A calculus problem with functions such that $f''(x) = g(x)$ and $g''(x) = f(x)$ Let:


*

*$f(x)$ and $g(x)$ be twice differentiable, non-decreasing functions. 

*$f''(x) = g(x)$ and $g''(x) = f(x)$.

*$f(x) \cdot g(x)$ is a linear function. 
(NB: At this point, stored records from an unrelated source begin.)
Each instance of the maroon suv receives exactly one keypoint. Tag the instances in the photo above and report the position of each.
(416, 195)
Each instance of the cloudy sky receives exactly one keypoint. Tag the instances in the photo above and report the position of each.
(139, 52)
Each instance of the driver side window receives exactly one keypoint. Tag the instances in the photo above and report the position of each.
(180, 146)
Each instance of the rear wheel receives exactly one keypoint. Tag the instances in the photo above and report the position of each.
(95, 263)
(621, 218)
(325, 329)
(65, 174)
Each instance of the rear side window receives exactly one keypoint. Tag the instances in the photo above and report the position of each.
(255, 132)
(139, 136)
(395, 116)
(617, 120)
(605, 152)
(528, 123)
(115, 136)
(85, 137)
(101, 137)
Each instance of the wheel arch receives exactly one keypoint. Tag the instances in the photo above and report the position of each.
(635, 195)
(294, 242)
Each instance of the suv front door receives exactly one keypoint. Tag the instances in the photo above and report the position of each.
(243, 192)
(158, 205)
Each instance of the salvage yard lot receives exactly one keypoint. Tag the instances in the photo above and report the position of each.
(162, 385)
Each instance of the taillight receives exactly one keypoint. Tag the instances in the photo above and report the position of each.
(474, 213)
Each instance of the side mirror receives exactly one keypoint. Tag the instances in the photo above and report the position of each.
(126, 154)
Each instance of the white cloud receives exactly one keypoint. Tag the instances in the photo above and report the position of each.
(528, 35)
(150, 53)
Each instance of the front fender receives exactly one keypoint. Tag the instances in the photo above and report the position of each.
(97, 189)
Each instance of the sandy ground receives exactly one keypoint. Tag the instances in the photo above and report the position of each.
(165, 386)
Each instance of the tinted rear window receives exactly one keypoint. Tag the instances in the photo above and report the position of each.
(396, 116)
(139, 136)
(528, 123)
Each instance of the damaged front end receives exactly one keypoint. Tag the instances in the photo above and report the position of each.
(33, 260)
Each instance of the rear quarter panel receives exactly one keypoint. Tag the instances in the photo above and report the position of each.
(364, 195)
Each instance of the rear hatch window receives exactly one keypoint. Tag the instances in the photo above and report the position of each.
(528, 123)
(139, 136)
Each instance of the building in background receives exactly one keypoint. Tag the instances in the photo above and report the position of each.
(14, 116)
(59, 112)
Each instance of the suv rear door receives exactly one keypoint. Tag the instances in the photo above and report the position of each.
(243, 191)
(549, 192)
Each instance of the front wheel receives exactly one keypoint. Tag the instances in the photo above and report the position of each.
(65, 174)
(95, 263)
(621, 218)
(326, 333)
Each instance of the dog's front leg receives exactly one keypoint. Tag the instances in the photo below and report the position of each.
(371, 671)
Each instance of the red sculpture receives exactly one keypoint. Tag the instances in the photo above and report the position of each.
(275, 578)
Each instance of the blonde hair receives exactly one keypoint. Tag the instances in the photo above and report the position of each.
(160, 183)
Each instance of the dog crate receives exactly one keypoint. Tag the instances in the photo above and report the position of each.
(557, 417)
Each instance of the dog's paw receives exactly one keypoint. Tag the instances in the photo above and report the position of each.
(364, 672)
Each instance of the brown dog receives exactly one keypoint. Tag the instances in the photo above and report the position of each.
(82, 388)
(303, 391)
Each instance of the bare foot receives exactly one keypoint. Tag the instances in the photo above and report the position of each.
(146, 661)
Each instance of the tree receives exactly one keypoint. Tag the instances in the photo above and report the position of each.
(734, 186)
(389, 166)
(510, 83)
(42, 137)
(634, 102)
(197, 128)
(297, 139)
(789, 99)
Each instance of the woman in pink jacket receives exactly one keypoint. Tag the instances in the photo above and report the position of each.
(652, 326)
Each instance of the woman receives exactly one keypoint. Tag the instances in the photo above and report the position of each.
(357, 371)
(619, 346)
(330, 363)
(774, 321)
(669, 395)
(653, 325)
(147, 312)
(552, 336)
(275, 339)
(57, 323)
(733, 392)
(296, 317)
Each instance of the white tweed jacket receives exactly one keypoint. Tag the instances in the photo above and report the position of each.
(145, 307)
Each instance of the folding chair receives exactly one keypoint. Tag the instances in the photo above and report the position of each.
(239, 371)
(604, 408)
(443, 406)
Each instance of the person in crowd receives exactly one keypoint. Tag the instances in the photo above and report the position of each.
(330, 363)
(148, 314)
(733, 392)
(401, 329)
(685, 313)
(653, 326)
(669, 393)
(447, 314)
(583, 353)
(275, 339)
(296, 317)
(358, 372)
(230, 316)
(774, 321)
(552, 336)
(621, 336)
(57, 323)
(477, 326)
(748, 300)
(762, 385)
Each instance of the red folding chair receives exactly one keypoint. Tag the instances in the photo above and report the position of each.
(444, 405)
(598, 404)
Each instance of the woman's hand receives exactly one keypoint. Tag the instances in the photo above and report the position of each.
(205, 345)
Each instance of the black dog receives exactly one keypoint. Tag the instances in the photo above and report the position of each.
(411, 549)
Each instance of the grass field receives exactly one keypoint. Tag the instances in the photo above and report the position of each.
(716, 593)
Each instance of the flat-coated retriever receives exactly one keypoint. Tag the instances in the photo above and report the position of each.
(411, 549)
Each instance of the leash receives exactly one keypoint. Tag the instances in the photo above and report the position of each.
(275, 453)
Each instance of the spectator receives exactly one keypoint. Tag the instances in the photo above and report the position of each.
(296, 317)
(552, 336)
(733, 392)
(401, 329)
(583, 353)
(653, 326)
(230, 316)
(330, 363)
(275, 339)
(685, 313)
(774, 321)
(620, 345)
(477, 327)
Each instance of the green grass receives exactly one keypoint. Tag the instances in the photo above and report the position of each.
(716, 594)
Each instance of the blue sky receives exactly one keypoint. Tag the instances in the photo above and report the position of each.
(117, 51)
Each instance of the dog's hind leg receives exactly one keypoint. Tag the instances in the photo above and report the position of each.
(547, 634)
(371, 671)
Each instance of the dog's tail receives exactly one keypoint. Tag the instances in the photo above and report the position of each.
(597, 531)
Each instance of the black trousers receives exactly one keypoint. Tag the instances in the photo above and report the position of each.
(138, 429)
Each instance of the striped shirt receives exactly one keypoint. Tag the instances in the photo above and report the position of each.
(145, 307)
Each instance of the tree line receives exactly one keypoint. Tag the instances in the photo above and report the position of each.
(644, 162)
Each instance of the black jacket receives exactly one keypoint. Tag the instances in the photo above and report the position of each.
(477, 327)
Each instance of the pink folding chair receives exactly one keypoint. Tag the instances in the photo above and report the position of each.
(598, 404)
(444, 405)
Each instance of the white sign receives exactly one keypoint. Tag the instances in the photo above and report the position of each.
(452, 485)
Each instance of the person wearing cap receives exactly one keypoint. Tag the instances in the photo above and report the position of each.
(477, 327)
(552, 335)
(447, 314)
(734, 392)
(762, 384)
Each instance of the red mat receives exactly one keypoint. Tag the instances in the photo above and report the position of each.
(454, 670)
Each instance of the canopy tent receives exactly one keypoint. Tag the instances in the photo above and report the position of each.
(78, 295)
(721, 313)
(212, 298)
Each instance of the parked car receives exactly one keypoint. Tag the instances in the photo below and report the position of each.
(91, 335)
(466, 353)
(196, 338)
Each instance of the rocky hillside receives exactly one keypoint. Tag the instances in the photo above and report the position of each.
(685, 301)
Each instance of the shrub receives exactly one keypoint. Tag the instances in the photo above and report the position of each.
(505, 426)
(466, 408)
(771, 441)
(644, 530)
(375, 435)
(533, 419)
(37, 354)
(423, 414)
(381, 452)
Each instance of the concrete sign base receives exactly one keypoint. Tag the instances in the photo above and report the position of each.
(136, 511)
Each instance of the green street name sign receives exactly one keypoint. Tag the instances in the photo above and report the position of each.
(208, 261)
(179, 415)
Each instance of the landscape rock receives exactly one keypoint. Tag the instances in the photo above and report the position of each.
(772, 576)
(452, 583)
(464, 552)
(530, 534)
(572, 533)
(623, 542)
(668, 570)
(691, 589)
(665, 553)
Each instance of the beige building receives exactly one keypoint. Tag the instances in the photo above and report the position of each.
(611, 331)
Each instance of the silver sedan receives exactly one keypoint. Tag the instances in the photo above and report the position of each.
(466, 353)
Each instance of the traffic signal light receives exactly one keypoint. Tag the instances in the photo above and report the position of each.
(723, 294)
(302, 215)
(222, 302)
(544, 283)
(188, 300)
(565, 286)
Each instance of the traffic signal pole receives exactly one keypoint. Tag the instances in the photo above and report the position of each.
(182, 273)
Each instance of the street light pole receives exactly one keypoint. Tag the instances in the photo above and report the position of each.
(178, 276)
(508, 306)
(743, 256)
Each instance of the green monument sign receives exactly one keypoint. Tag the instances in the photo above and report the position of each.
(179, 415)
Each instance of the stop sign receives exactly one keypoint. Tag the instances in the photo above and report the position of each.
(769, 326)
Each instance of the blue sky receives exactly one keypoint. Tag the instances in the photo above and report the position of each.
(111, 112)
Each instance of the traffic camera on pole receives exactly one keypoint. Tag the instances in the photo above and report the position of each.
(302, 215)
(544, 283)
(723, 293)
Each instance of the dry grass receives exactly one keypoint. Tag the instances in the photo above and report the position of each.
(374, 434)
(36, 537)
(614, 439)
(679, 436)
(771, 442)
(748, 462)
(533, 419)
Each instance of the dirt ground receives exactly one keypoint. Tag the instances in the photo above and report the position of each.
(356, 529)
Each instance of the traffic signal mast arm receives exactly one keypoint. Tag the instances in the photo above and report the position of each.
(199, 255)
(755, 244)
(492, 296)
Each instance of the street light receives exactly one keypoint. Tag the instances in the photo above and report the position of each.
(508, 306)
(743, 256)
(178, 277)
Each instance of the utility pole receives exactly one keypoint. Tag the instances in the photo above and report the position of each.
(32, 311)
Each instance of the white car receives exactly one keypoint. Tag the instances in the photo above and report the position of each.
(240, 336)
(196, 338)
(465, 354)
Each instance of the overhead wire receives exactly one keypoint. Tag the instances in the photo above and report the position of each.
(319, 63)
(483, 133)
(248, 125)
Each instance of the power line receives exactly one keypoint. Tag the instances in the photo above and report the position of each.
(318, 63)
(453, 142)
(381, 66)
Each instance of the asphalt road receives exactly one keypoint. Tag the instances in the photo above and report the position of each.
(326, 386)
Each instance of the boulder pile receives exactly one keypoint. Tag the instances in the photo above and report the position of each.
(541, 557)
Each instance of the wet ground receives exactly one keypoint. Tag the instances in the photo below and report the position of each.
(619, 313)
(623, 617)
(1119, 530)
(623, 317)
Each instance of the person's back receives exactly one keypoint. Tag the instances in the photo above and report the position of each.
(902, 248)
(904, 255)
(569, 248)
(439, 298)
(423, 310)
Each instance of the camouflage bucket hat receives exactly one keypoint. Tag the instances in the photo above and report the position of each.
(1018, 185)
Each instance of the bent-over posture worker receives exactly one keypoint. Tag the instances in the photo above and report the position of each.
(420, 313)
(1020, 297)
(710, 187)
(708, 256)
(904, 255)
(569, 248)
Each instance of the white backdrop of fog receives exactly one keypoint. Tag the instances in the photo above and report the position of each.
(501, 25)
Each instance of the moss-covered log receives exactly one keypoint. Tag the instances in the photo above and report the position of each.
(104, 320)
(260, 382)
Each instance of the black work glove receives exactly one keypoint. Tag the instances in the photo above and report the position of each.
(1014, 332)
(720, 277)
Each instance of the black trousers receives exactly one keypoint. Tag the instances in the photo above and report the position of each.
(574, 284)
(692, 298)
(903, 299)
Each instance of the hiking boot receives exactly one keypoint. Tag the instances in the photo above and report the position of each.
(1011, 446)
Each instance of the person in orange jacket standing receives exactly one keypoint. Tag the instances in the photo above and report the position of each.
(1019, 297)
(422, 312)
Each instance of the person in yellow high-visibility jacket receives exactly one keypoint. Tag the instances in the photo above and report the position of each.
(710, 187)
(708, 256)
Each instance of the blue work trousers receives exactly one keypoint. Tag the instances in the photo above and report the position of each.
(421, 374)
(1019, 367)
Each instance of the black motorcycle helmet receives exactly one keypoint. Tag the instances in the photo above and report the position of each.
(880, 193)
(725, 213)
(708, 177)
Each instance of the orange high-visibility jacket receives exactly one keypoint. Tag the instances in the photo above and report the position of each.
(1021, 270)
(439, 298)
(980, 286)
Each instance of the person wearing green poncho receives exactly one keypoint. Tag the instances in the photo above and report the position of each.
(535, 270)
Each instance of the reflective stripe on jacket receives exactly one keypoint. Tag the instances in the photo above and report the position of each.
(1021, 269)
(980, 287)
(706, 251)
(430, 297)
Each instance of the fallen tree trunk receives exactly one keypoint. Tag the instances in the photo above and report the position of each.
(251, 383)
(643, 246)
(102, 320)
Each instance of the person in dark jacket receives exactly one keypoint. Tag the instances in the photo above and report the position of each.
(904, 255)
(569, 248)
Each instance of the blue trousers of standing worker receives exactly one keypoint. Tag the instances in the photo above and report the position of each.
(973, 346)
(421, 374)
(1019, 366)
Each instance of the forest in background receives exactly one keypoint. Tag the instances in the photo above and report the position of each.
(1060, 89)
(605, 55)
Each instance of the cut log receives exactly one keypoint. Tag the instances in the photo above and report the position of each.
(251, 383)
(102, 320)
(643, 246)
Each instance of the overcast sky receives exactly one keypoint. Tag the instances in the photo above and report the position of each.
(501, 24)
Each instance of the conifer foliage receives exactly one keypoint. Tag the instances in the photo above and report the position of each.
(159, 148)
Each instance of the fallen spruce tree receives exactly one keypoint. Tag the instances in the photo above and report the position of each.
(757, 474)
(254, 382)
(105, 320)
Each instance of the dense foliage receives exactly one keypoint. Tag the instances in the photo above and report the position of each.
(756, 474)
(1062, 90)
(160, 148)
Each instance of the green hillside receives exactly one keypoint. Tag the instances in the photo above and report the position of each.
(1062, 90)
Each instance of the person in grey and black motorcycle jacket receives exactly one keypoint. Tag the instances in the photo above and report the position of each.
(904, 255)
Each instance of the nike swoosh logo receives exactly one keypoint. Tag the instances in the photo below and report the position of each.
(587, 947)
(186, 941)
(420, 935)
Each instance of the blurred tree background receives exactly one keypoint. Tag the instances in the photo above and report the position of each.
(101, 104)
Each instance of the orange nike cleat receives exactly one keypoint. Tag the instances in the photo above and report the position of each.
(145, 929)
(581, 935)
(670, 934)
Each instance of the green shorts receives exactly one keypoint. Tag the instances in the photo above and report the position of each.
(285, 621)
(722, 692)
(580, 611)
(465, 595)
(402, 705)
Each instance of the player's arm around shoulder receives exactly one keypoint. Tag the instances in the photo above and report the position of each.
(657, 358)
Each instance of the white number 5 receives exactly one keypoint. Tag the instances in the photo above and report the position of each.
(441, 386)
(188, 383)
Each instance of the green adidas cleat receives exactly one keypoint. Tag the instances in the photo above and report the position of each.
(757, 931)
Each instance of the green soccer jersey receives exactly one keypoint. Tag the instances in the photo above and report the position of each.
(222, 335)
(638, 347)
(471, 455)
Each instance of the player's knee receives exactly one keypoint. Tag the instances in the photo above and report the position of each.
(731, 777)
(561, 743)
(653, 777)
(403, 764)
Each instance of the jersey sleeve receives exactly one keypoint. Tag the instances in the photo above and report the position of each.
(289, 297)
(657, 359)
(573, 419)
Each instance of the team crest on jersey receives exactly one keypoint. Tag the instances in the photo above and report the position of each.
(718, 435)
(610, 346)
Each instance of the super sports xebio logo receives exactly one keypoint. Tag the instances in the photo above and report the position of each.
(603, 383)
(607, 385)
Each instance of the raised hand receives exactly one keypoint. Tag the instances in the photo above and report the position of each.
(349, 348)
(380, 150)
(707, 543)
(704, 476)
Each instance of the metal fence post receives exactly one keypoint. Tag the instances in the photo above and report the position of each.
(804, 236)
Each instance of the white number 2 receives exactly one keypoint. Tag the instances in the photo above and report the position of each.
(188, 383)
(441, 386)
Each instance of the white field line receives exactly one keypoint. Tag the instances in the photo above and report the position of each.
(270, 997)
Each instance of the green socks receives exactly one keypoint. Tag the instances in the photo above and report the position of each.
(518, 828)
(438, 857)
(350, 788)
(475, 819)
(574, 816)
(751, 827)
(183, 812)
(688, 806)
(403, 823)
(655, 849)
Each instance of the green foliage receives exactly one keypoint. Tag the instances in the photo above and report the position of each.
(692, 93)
Then we have to show that $f(x) = g(x) = 0$.
I am really not able to do anything useful, any help would be appreciated :)
 A: Let $f(x)g(x)=ax+b$ for some reals $a,b$. Differentiate w.r.t. x gives $f^\prime(x)g(x)+f(x)g^\prime(x)=a$, and differentiate again gives 
$$
f^{\prime\prime}(x)g(x)+2f^\prime(x)g^\prime(x)+f(x)g^{\prime\prime}(x)=0.
$$
So,
$$
g^2(x)+2f^\prime(x)g^\prime(x)+f^2(x)=0
$$
Since $f$ and $g$ are non-decreasing functions, then $f^\prime(x)g^\prime(x)\ge 0$. It follows that
$$
0=g^2(x)+2f^\prime(x)g^\prime(x)+f^2(x)\ge f^2(x)+g^2(x)
$$
which of course implies $f(x)=g(x)=0$.
A: We have
$$\left\{\begin{array}{ll}
(i)&f(x)g(x)=Ax+B\\
(ii)&f''(x)=g(x)\\
(iii)&f(x)=g''(x).
\end{array}\right.$$
Let us omit the first condition (i) and first consider the system of ODE represented in conditions (ii) and (iii).
(ii) implies $$f(x)=\left(\int\int g\right)(x)+\alpha x+\beta$$ for constants $\alpha,\beta$, and this with (iii) implies 
$$g''(x)=\left(\int\int g\right)(x)+\alpha x+\beta.$$
Differentiating twice then yields
$$g^{(4)}(x)=g(x)$$
This linear (homogeneous) ODE has four independent solutions: $e^{x},e^{-x},\cos x,\sin x$ (upto multiplicative constants) in addition to the trivial solution $0$.  Applying (iii) repeatedly then gives the following non-trivial solution pairs $(f,g)$:
$$\left\{\begin{array}{l}(e^{x},e^{x})\\ (e^{-x},e^{-x})\\ (\cos x, -\cos x)\\ (\sin x, -\sin x)\end{array}\right.$$
It is clear that none of these combinations satisfy (i), and therefore only the trivial solution pair $(0,0)$ holds, which proves the claim.